Femme âgée souriante utilisant son smartphone chez elle

Le téléphone fixe, lien social des seniors : comment le préserver sans subir les démarcheurs

Pour beaucoup de personnes âgées, le téléphone fixe n’est pas un objet dépassé : c’est un fil quotidien vers le monde. L’appel des enfants le dimanche, la voix du médecin, les nouvelles d’une amie de toujours. Un combiné confortable, un numéro connu de tous depuis des décennies, aucun code ni écran à maîtriser. C’est un lien social irremplaçable — que le démarchage vient trop souvent abîmer.

Un outil précieux, pensé pour durer

Là où le mobile impose des manipulations, le fixe offre une simplicité rassurante : on décroche, on parle. Pour un aîné, cette évidence a une vraie valeur. Le numéro figure dans les carnets de toute la famille, il est associé au domicile, à une présence. Beaucoup de proches savent qu’en composant ce numéro, ils trouveront la personne chez elle. C’est un repère affectif autant qu’un moyen de communication.

Quand le démarchage transforme le lien en angoisse

Le problème surgit quand ce fil précieux se met à sonner pour de mauvaises raisons. Appels commerciaux répétés, faux conseillers, arnaques téléphoniques : à force d’être sollicité, l’aîné finit par redouter sa propre sonnerie. Certains, lassés ou méfiants, adoptent la solution la plus radicale : ne plus décrocher du tout. Et c’est là le vrai drame — en se protégeant des démarcheurs, ils se coupent aussi de leurs enfants, de leur médecin, de leurs amis. L’outil de lien devient source d’isolement.

Ne pas culpabiliser, ne pas supprimer la ligne

Face à cette situation, deux erreurs sont fréquentes. La première est de culpabiliser la personne (« tu n’as qu’à ne pas répondre »), ce qui ajoute du stress sans rien régler.
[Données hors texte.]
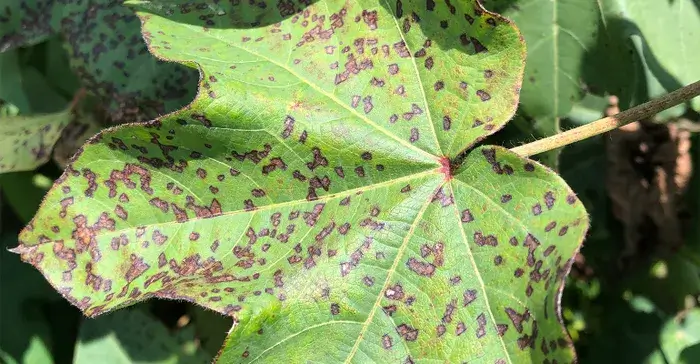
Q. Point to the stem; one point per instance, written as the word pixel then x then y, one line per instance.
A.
pixel 609 123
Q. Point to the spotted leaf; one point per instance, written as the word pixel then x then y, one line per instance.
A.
pixel 106 52
pixel 317 189
pixel 26 141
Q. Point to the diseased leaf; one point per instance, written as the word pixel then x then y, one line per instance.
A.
pixel 26 141
pixel 317 189
pixel 132 336
pixel 107 53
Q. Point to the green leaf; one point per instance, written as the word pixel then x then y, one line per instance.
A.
pixel 133 336
pixel 558 34
pixel 21 191
pixel 667 55
pixel 26 141
pixel 25 335
pixel 107 53
pixel 317 189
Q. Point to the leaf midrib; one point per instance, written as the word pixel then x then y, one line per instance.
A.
pixel 390 274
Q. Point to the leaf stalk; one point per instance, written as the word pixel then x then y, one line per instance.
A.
pixel 609 123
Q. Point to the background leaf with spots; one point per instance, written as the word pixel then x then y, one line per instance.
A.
pixel 326 182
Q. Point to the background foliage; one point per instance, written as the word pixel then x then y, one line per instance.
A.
pixel 579 52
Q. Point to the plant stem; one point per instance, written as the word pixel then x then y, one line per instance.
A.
pixel 609 123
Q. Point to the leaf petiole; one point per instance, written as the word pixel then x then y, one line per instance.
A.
pixel 609 123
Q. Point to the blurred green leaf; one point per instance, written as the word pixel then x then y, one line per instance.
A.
pixel 664 35
pixel 26 88
pixel 679 333
pixel 132 336
pixel 20 191
pixel 690 355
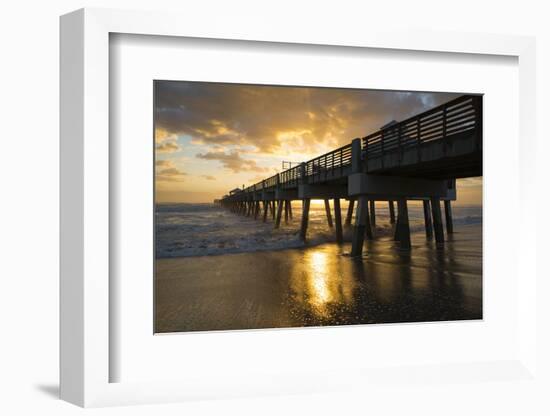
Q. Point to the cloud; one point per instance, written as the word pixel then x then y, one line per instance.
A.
pixel 167 172
pixel 168 147
pixel 273 119
pixel 233 161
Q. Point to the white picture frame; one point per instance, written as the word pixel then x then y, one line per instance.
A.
pixel 85 211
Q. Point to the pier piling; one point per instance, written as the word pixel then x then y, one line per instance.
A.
pixel 448 217
pixel 427 219
pixel 305 218
pixel 279 213
pixel 437 221
pixel 361 218
pixel 404 232
pixel 372 213
pixel 392 212
pixel 327 210
pixel 349 214
pixel 338 221
pixel 265 211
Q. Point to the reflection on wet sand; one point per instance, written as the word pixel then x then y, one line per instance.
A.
pixel 322 285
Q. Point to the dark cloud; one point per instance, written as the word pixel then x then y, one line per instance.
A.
pixel 167 172
pixel 167 147
pixel 269 118
pixel 233 161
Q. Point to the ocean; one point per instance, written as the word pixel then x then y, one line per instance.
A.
pixel 188 230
La seconde est de vouloir supprimer la ligne fixe, ce qui revient à couper le lien pour éliminer la nuisance. Ni l’une ni l’autre ne préserve ce qui compte : la possibilité de rester joignable pour les bonnes personnes.

Filtrer pour que seuls les appels bienvenus sonnent

La bonne approche consiste à agir sur les appels indésirables sans toucher aux appels attendus. Un filtrage sur la ligne bloque les numéros de démarchage avant la sonnerie, tandis que la famille et les proches passent normalement. La personne âgée retrouve alors un réflexe serein : si le téléphone sonne, c’est que cela vaut la peine de décrocher. Le lien social est préservé, débarrassé de sa part anxiogène.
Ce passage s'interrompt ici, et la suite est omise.